Ryan made a splash at the NFL Scouting Combine this week when he said he thought his Super Bowl guarantee a year ago contributed to the Jets going 8-8 in 2011. Ryan said he would be making no more guarantees and talked about holding back more when speaking to the media.

“One thing I am totally serious about is winning and if I think that something that I say, a comment that I’m going to make, that pulls away from us accomplishing that mission, then I’m not going to say it,” Ryan said. “But will I always be myself, of course I am going to have a great time, that’s who I am and that’s who I’ll always be.”

After the Jets imploded with three losses to end the season, team chemistry issues came to light. Many people targeted Ryan’s bravado as part of the problem. One of the critics was running back LaDainian Tomlinson, who said Ryan’s brash remarks put pressure on the Jets.
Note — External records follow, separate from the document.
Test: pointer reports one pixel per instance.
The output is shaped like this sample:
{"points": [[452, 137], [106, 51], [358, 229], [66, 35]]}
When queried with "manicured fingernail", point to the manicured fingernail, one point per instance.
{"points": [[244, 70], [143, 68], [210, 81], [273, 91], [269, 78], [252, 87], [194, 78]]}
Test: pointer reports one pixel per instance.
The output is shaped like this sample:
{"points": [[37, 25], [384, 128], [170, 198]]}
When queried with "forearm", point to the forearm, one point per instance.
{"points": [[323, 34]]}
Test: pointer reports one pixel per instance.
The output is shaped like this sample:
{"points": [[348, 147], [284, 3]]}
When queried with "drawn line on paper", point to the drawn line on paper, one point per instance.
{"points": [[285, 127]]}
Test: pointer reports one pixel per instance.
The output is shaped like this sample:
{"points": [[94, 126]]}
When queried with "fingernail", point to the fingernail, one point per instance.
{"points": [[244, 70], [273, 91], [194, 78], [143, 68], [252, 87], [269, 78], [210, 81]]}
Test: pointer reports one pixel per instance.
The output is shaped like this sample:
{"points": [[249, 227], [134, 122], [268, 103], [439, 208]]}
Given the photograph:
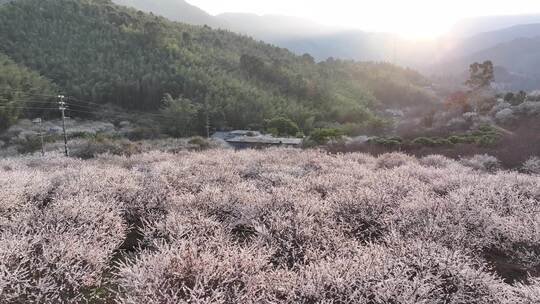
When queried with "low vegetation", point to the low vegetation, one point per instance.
{"points": [[280, 226]]}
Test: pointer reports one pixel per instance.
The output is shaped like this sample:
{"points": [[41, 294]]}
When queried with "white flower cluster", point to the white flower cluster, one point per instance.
{"points": [[279, 226]]}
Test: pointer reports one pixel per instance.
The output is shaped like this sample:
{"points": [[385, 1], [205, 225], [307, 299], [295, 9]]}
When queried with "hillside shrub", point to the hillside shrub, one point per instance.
{"points": [[532, 166], [323, 136], [482, 162]]}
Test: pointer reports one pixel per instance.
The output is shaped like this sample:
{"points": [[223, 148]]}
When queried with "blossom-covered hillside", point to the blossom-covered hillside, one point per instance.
{"points": [[280, 226]]}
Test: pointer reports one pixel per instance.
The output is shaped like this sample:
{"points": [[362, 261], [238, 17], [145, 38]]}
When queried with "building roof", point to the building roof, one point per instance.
{"points": [[265, 139]]}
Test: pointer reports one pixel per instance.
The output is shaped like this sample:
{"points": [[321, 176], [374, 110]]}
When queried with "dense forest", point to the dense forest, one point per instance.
{"points": [[100, 52], [19, 88]]}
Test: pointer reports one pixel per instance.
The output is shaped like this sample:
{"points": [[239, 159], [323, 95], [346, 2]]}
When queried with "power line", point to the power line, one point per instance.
{"points": [[27, 108]]}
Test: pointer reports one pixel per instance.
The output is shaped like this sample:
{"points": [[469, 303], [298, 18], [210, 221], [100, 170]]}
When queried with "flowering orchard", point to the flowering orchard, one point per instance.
{"points": [[279, 226]]}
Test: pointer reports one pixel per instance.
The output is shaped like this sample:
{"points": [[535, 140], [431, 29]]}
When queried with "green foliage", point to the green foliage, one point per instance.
{"points": [[281, 126], [485, 135], [102, 145], [386, 141], [17, 88], [104, 53], [28, 145], [481, 75], [201, 142], [515, 99], [323, 136], [180, 115]]}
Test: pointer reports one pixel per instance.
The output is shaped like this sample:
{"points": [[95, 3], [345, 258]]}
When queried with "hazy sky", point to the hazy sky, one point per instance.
{"points": [[412, 18]]}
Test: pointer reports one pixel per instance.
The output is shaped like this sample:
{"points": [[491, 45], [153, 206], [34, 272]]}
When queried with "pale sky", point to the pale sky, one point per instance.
{"points": [[411, 18]]}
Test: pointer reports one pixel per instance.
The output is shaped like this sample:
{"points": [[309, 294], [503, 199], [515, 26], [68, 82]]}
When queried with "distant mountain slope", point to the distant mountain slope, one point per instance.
{"points": [[20, 87], [518, 63], [483, 41], [100, 52], [176, 10], [477, 25]]}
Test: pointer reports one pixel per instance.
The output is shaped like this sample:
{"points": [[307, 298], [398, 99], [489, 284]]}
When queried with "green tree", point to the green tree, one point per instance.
{"points": [[179, 116], [23, 93], [282, 126], [481, 75]]}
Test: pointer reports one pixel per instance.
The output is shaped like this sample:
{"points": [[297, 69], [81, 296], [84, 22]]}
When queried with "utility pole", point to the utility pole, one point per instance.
{"points": [[207, 118], [40, 122], [62, 108]]}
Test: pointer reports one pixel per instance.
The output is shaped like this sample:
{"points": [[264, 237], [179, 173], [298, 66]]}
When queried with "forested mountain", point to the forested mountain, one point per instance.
{"points": [[176, 10], [20, 87], [100, 52]]}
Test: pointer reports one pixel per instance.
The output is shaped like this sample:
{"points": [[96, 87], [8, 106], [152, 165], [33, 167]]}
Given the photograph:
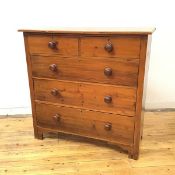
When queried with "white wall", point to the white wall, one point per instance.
{"points": [[14, 91]]}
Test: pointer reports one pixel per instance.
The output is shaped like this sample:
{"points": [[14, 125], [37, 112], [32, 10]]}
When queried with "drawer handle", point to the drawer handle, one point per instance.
{"points": [[52, 44], [109, 47], [107, 99], [54, 92], [53, 67], [56, 117], [108, 126], [108, 71]]}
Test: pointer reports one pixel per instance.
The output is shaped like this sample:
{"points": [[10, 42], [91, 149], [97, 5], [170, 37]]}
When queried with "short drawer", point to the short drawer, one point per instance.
{"points": [[113, 99], [104, 70], [121, 46], [104, 126], [52, 44]]}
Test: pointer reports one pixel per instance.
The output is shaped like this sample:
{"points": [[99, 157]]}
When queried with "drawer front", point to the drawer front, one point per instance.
{"points": [[104, 126], [119, 100], [128, 47], [103, 70], [48, 44]]}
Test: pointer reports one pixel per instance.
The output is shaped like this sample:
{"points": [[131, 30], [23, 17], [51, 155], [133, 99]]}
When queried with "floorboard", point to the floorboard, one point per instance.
{"points": [[64, 154]]}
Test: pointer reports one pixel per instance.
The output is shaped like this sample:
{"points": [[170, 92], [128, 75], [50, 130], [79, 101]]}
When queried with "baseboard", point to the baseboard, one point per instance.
{"points": [[15, 111]]}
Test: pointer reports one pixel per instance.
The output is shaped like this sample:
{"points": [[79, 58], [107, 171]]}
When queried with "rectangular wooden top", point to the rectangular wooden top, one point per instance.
{"points": [[141, 31]]}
Ryan has cautioned that the public perception of the team’s problems is not entirely accurate. He believes the fighting in the locker room got blown out of proportion.

“I don’t see us that we got completely off the track,” Ryan said. “I think we kind of got in the gravel a little bit, we’ve just got to right it. And we can’t knee jerk reaction and we’ll roll it the other way. So you know, there’s ways of handling this type of thing. I think our football team is a little closer than people give us credit for. But again, I’m excited about the challenge. Because I know thing, the team that I’ve always coached, generally that’s what you know about this unit and this football team, that it is going to be a close team. And we will be, there is no doubt.”